白血病微环境MSC HHIP调控急性髓系白血病耐药机制研究

The mechanism of drug resistance is complicated in acute myeloid leukemia (AML), bone microenvironment provides protection niche for leukemia stem cells (LSC), and considered as an internal environment for AML cells to escape from chemotherapeutics cytotoxicity, but mechanism of drug resistance induced by microenvironment mesenchymal stem cell (MSC) isn’t completely clear. In prophase study, it was found that Ptch/Smo/Glis pathway was the key to the network of drug resistance in AML. Smo inhibition could improved the survival of AML-bearing mice. Lowexpression of HHIP was found in refractory AML MSC and bone morrow liquid, overexpression of Smo and Gli-1 was verified in AML primary cells, and negatively correlated with prognosis in AML patients. Chemotherapeutic sensitivity was decreased in AML cells after co-cultured with AML MSC in hypoxia environment. Based on our studies, we will take advantage of coculture in hypoxia environment to imitate leukemic microenvironment, and construct human extramedullary bone marrow in mice to test the effect in vivo. This study is to demonstrate the activity of Ptch/Smo/Glis in AML is negatively regulated by AML BM-MSC HHIP, which results in drug resistance in AML cells and survival of LSC, MSC HHIP may be a target of hypomethylation treatment. This project is connected with basic research and clinic, provides support for diagnosis and targeted therapy with certain clinical value.

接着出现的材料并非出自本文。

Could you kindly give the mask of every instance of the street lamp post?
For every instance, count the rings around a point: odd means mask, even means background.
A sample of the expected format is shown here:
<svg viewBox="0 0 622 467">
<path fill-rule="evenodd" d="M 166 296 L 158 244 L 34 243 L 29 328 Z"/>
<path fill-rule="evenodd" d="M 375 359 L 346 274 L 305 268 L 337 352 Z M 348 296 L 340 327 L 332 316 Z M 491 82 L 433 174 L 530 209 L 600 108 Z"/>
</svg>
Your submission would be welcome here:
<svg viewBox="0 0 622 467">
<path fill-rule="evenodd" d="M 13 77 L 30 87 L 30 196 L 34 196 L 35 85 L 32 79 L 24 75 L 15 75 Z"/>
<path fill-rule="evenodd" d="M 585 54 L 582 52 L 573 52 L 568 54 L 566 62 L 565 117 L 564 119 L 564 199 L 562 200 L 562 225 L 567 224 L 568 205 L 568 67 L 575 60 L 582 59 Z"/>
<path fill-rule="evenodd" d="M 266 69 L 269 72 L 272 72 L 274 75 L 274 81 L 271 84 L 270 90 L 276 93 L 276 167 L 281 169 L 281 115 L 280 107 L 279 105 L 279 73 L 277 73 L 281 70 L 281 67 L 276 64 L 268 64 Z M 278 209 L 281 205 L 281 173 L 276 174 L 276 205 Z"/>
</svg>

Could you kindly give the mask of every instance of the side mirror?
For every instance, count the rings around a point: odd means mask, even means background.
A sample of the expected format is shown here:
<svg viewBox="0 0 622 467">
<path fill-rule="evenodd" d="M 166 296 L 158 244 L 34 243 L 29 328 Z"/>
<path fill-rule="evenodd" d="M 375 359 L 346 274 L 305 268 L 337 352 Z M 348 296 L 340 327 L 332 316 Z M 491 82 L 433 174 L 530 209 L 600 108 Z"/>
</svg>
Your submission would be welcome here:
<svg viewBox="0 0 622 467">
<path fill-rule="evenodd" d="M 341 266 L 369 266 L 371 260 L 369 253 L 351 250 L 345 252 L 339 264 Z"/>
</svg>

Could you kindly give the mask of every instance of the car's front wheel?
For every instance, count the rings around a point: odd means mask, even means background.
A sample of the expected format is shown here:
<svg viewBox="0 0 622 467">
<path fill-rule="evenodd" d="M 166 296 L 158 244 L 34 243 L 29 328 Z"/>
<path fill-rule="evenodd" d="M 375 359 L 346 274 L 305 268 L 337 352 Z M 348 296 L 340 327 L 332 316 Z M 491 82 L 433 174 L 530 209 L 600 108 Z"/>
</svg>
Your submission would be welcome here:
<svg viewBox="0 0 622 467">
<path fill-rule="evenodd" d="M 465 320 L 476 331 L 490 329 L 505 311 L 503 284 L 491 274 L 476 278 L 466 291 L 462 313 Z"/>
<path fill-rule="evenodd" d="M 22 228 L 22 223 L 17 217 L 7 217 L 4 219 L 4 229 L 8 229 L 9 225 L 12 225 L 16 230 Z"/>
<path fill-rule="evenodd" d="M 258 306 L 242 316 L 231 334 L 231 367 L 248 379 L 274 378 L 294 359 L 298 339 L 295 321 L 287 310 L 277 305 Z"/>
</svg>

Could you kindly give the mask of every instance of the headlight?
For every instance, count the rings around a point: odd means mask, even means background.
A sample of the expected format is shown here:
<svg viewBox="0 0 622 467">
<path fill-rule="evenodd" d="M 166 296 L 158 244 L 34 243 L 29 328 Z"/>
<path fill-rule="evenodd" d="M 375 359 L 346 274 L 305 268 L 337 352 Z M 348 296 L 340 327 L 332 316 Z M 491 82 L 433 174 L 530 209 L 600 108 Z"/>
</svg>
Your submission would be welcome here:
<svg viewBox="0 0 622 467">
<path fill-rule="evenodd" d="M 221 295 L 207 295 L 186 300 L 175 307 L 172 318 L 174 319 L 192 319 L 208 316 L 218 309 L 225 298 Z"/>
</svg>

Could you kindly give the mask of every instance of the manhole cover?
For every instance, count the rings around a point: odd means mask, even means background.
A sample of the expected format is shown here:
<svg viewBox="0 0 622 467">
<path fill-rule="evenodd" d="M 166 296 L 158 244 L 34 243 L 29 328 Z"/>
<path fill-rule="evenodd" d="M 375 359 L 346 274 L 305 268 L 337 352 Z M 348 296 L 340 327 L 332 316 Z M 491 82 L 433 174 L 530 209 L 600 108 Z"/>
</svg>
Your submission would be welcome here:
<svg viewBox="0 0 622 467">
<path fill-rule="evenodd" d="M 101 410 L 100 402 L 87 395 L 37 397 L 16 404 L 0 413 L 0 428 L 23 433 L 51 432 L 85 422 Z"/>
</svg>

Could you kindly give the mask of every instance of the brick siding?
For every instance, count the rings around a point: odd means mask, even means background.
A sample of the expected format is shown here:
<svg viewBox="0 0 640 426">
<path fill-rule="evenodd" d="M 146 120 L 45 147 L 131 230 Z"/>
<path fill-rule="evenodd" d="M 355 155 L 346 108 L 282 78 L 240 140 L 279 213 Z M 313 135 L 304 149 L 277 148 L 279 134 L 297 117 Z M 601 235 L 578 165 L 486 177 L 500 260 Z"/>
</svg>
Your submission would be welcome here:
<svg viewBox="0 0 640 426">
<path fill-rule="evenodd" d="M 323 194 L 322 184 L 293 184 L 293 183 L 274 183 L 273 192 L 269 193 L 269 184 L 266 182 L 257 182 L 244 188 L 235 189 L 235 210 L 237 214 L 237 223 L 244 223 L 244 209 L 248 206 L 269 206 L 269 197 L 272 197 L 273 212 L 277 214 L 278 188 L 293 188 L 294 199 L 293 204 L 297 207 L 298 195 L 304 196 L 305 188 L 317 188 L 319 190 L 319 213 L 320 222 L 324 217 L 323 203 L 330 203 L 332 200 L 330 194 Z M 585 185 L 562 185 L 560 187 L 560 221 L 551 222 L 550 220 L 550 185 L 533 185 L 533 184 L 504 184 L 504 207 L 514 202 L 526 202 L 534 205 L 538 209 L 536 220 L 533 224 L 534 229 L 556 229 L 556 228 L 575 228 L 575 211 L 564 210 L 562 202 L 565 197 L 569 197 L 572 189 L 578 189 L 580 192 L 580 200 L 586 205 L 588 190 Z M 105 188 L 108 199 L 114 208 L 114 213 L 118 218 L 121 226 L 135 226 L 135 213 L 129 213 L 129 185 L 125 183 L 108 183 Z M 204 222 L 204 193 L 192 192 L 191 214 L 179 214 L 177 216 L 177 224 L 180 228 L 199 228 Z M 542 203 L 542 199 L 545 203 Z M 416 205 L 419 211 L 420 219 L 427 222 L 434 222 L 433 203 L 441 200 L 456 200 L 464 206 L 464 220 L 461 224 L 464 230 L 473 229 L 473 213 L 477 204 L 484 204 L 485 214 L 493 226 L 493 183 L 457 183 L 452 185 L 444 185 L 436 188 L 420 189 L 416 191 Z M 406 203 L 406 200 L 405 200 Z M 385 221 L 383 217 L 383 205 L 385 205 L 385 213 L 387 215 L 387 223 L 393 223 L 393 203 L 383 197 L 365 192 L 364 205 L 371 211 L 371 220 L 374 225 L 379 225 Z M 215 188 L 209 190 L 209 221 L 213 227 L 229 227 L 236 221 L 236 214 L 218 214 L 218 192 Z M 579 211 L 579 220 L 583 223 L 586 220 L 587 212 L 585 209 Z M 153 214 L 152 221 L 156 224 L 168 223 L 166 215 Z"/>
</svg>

急性髓系白血病耐药机制复杂，白血病骨髓微环境为LSC提供“庇护”作用的微龛，也是AML逃避化疗杀伤的机体内环境，微环境MSC介导AML耐药机制不完全清楚。前期研究结果表明，Ptch/Smo/Glis是AML耐药调控网络的关键通路，Smo抑制剂可延长AML荷瘤小鼠生存期。AML患者来源MSC及骨髓液中HHIP低表达，AML细胞Smo、Gli-1高表达，与其预后负相关。MSC与AML细胞缺氧共培养，AML BM-MSC可降低AML化疗药物敏感性。在此基础上，我们利用AML与MSC缺氧共培养模拟白血病骨髓微环境，并构建AML小鼠髓外骨髓模型进行体内验证。旨在证明BM-MSC HHIP负调控AML细胞Ptch/Smo/Glis活性，介导AML耐药和支持LSC存活，MSC HHIP可能是去甲基化治疗靶点。课题基础紧密结合临床，为AML分层诊治、靶向治疗及提高疗效提供依据，具有一定临床应用价值。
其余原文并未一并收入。